バスを協同牧場で降り、早くも暑くなり始めた
農道を歩き始めた。文句なしの快晴で、沢に入るには絶好の日和だ。積丹町の役場もある美国の集落を後にすると、国道229号線周辺は農牧地域となる。こ
大きな街はなく、積丹岳の麓に点在する農家が現れるのみだ。
積丹大滝 協同牧場バス停もそんな所にあって、よく整えられたアスファルト舗装の農道を進むと、ステンレス製のタンクローリーが畜舎の入口に横付けされていた。
15分ほど歩くと一直線に進んできた農道は終わり、右にコンクリート製の貯水池がある。地図にもあり予定どおりの道をきていることを確認した。
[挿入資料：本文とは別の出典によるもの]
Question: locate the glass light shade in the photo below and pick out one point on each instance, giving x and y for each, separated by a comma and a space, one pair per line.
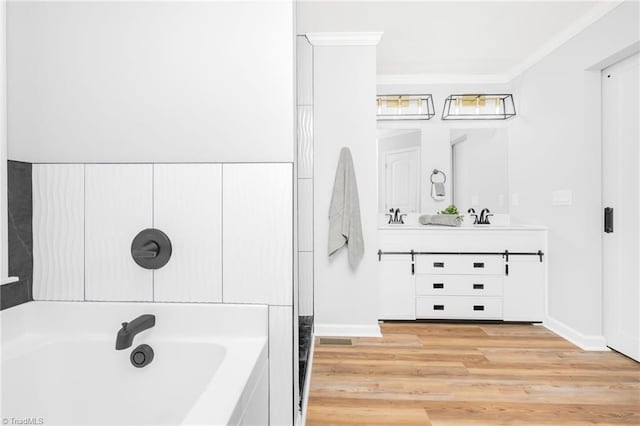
479, 107
405, 107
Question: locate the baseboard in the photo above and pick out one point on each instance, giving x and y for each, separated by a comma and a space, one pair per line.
585, 342
307, 382
347, 330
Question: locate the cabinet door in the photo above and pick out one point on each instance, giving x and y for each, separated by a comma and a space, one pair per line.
396, 289
524, 289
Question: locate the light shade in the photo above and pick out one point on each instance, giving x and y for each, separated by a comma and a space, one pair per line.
405, 107
479, 107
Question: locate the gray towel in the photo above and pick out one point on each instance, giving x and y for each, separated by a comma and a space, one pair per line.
441, 219
345, 226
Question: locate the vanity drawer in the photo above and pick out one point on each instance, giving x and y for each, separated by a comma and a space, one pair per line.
458, 285
460, 264
459, 307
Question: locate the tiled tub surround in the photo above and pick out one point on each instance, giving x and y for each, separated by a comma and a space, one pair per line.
230, 226
210, 364
20, 236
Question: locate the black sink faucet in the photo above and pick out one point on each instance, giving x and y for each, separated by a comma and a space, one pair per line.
130, 329
472, 212
484, 217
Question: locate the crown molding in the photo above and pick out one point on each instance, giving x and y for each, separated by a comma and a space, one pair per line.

ここを右に折れて大滝沢に沿って着けられている細い車道を進む。尾根の北側を道路は進むから、日射しは遮られ沢の方から吹く風に急に涼しくなり、
蝉の泣き声も耳に入るようになってきた。水門のあるところで泥濘んだ道路は終わる。車が入れるようにしてあるのは、この取水堤の管理のためであ
ろうか。
沢登り用のシューズに履き替え、カメラを入れた防水ケースのふたが閉まっていることを確認し水に入る。真夏とはいえ、
水はかなり冷たい。ここから先へいくのは、私のような物好きだけだろう。踏み跡らしきものはまったくない。
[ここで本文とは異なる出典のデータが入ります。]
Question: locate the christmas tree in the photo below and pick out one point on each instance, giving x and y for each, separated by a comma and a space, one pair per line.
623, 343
水量はそこそこあるが流れは穏やかで、これならわざわざ繁みの中に踏み跡を探すまでもない。それに、こんな日はずっと
水に浸かっていたい気分にさせるほどの盛夏だ。流水に逆らって一歩一歩前進していくのがなんとも気持ちいい。
水の冷たさが気にならなくなったころ、右側に少し赤っぽい大きな岩が転がっていて、進路は左に折れていった。慣れてき
たのと、流れが浅くなりいくらか緩くなったからであろうか。気持ちに少し余裕が出てきたようだ。ふと周りを見回してみると、
うっそうとした繁の中に今自分がいることに気づいた。沢の水音の中で、背中のクマ除けの鈴の音が響く。そういえばヒグマは大丈夫だろうか。
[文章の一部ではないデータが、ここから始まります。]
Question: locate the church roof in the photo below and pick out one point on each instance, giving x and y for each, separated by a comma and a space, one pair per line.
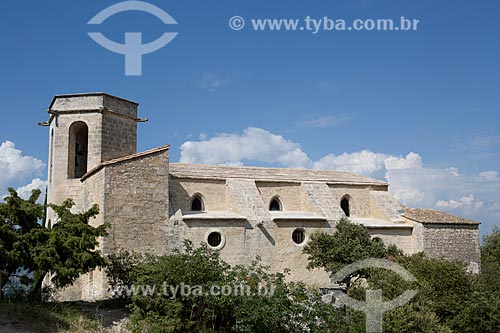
124, 159
204, 171
56, 97
435, 217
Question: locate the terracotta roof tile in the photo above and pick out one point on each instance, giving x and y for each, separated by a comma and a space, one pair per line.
204, 171
433, 216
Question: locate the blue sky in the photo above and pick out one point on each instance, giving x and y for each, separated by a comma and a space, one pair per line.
351, 100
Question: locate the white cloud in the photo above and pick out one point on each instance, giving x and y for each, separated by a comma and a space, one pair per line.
489, 175
465, 202
255, 144
411, 181
365, 162
325, 121
212, 82
16, 168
心配ごとを探し始める余裕が出てきた。ここは、北海道の原生林の中である。食料も豊富にあることだろうし熊が暮らしていても不思議はない。
覆っていた木々の天井はなくなり、笹の壁の上には青一色の空が見えていた。このあたりから、流れは一段と緩くなり、川幅も少し広がっ
た。木立の中を流れる美しい清流といった写真写りのよさそうな風景で、水際の青々とした木々の並びもじつに美しかった。
水に入ってから30分ほど歩いているので、いったん荷物を下ろして休むことにした。水辺の石には、蜘蛛が網を架けていた。
すぐ脇を流れている流れから飛び散った水滴が引っかかり網はきらきら輝いている。沢筋に生えているフキの大きいのも、北海道の沢に
いることを思い出させた。まだ、北海道旅行をしたことのないとき、知り合いの北海道出身の人とフキについて話したことがあった。
北海道でフキといえば、ここに生えているようなコウモリ笠の替わりに使えそうなものが普通のようで、東京で食卓に並ぶものしか知ら
なかった私と話がかみ合わなかった記憶がある。
再び歩き始める。流れはまだ静かなままだ。沢底にも太陽が差し込み始め、水に浸かっていても暑くなり始めた。ところどころで流れは分かれ、
中州に数本の木が取り残された場所を何回か越えた。沢は右に折れ始め、地図をみれば滝はだいぶ近づいてきているように感じた。
目的の滝に近づき、次の瞬間に見えるかもしれないと期待し裏切られ、これを繰り返すのも滝訪問の楽しいところである。期待どおりには姿
を見せてくれないものだ。
右手に大きな露岩が見え、水しぶきをあげて落下している。これが大滝に間違いない。手前右岸にも細い水流が滑り落ちている。
まずは大滝に行くべきだろう。すぐ下には1mぐらいの落差があって少し深い渕が手前に広がっていて、流心からは登れそうにないの
で、右側の大石をよじ登る。平らな河原の先に深く広い滝壺が水をたたえていた。
河原に腰を下ろし、滝を見上げ、達成感に浸る。滝の周りは木々はなく青い空は広かった。